Tony Schwartz has written extensively on fueling an organization’s potential, and has identified four basic energy needs that, when met, lead to higher performance: renewal (physical); value (emotional); focus (mental); and purpose (spiritual). That seems pretty self-evident, right? When we are well rested, appreciated, and can focus on things that we are passionate about, both our energy level and our performance are likely to improve. You might be surprised, however, at how much of an impact these factors actually have on fueling performance.

Schwartz, together with Christine Porath, conducted a survey with the Harvard Business Review which demonstrated that when even one of an employee’s basic energy needs has been met (that is, their tank is ¼ full), there is a 30% increase in their ability to focus and a nearly 50% increase in their level of engagement. If all four needs are met — when their tank is full — the engagement levels increase to 125%! In addition, the study indicated that when all four energy needs are met, there is a 72% drop in employees’ stress levels.

Addressing your employees’ basic energy needs isn’t costly. It doesn’t require implementing a complex new program or require a huge allocation of time.

  • Encourage your staff (and model the behavior yourself!) to take 10 – 15-minute breaks at regular intervals where they physically step away from their desk or other work environments.
  • Express your appreciation to others — in detailed, specific ways. Get creative in letting others know you value their efforts.
  • Take steps to reduce interruptions when working on a project. Encourage your staff to put the phone down and ignore the ping of email to increase their focus.
  • Find ways for staff to spend time doing the things that they do best, or find enjoyable, or that make a positive difference.

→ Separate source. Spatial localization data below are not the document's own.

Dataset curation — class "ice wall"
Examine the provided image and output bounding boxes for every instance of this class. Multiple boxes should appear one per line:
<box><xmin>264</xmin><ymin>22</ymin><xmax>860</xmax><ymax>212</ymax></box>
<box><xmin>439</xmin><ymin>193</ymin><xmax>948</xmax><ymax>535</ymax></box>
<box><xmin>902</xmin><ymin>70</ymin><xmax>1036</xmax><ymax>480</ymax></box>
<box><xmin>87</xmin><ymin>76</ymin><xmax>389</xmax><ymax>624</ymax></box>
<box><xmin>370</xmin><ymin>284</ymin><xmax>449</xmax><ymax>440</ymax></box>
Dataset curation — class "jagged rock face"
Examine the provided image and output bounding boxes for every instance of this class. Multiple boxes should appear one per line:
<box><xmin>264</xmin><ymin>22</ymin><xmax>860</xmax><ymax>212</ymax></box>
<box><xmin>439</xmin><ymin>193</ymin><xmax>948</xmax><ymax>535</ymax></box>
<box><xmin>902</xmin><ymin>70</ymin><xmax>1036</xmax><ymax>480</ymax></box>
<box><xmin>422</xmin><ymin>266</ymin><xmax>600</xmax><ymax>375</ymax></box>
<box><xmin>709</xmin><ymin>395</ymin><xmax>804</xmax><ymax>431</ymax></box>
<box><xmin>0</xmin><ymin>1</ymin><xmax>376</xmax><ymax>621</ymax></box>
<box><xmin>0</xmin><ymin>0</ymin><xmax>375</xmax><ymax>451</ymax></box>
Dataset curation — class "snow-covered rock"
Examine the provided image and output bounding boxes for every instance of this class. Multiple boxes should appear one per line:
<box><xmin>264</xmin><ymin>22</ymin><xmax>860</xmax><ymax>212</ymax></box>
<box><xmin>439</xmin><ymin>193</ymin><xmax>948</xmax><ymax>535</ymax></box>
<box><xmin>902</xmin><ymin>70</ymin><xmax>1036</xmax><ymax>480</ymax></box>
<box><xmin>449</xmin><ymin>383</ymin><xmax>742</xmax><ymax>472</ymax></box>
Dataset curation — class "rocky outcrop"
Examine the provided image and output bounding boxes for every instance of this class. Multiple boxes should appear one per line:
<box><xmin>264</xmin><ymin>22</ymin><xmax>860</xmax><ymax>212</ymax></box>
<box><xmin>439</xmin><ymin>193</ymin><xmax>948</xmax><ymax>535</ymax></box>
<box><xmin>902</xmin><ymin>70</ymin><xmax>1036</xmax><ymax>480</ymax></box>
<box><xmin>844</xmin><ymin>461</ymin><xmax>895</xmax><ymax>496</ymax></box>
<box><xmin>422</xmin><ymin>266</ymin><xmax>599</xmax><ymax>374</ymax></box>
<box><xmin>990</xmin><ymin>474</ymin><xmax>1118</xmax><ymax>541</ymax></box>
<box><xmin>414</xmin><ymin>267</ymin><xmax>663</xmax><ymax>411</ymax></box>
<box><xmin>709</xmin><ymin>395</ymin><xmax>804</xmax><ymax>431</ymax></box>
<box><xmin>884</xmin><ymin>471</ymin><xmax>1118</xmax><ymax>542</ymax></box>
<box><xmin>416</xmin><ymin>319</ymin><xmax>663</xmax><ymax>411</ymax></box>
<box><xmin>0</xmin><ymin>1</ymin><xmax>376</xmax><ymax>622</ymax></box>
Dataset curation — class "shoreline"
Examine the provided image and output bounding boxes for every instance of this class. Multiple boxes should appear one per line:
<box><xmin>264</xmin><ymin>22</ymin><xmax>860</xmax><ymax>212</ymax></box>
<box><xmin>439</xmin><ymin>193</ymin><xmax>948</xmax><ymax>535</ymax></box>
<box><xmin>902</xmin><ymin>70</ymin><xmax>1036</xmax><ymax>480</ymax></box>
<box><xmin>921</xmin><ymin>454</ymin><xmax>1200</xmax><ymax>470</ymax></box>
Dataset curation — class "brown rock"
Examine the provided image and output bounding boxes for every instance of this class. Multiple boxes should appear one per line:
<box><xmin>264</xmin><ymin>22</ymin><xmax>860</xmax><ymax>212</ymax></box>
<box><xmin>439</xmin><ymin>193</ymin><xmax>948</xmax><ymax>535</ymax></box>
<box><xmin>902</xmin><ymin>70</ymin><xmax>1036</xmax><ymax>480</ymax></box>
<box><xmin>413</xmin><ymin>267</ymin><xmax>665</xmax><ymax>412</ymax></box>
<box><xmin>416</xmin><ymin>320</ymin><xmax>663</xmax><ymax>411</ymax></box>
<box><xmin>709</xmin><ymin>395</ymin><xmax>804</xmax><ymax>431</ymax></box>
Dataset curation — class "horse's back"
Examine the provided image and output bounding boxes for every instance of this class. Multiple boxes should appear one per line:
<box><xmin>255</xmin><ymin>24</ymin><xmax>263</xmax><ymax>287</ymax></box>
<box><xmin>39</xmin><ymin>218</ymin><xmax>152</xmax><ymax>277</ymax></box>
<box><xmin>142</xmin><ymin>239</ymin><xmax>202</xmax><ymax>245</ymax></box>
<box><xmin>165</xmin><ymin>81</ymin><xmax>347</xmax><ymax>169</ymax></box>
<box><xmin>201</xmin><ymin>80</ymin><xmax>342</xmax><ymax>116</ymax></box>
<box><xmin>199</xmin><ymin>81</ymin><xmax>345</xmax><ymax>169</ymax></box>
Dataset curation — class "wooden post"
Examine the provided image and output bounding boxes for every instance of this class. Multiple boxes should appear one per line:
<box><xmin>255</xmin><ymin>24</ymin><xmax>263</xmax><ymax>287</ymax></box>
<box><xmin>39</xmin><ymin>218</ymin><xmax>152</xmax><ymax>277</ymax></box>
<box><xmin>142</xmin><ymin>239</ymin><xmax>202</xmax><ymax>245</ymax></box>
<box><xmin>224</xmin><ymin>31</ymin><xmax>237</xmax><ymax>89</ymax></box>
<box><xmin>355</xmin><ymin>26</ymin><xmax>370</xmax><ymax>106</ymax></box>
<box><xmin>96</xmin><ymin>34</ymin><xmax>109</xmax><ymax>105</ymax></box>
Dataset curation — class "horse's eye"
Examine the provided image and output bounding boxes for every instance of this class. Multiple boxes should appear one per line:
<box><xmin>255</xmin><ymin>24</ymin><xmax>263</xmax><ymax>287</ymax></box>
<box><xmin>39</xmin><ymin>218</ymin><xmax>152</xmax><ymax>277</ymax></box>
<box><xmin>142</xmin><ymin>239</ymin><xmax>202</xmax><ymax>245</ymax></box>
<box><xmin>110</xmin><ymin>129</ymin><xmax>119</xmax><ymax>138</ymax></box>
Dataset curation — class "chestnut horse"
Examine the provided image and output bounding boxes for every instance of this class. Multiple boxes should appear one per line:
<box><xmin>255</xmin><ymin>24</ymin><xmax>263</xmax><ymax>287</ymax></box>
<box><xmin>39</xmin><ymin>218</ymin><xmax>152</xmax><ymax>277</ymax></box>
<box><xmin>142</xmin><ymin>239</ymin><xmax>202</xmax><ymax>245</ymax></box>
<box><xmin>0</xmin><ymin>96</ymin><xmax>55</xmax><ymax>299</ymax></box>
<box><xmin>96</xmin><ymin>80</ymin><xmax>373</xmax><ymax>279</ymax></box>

Renew. Value. Focus. Purpose.

Physical. Emotional. Mental. Spiritual.

Where is your energy level running? How about that of your staff? If the tank is running a bit low, maybe it’s time to step away from the computer and take a few minutes to refuel.

Passing the Torch

Passing The TorchAs we draw to the end of one year, and begin to plan for the next, I have a leadership question for you. Are you actively working to pass the torch? I don’t necessarily mean yours (although you shouldn’t rule that out either) . . . I mean your organization’s torch. Let me explain.

We have a concept in our organization that we have dubbed “second generation leadership.” For starters, we shift people’s roles more frequently than many organizations, which offers a range of benefits. We work with a gifts and graces mindset. That is, when you recognize the unique skills and perspectives of your staff members, you can then identify people to take on a project or new initiative based on those things rather than by tenure or title. This kind of flexibility allows the organization to be nimble in the face of emerging opportunities. It also enables people to grow and develop in ways that would not happen in a more traditional hierarchical structure. We, in effect, have what Kotter  identifies as a dual-operating system.

And then we take the concept one step further. Once a program or concept is developed, we also look at opening up spots for others to sharpen their skills by again shifting leadership roles. This allows the original leaders to grow and expand in new areas and also encourages emerging leaders to stretch themselves, and yes occasionally stub their toes, as they further build their capacity. A side benefit of this is that the focus stays on the program, the mission, rather than on one particular person’s way of doing things. It becomes “our program” rather than “their program,” not to downplay anyone’s contribution (of which there are many) but to shine a light on the larger mission. We pass the torch, and in so doing keep the organization’s flame burning bright.

I give this example not to say that the way we go about passing the torch is the right way, or the only way, but merely as an example that this isn’t some theoretical whoo-whoo. Passing the torch allows people to continually stretch and grow, it invigorates your organization, and keeps your programs from getting stagnant because new ideas get infused on a regular basis. Yes, you have to watch for mission drift, and yes, it can be hard for people to let go of “their baby” that they have worked so hard to build. But they aren’t really letting go. They become more like grandparents who can take great pride in the “parenting” of the next generation.

Passing the torch is not always easy, but it is important if you want your organization to be a place of new ideas that continually strives to extend its mission reach. As you look toward a new year, what steps will you take to expand the flame of engagement and excitement throughout your organization? Maybe it’s time to pass the torch.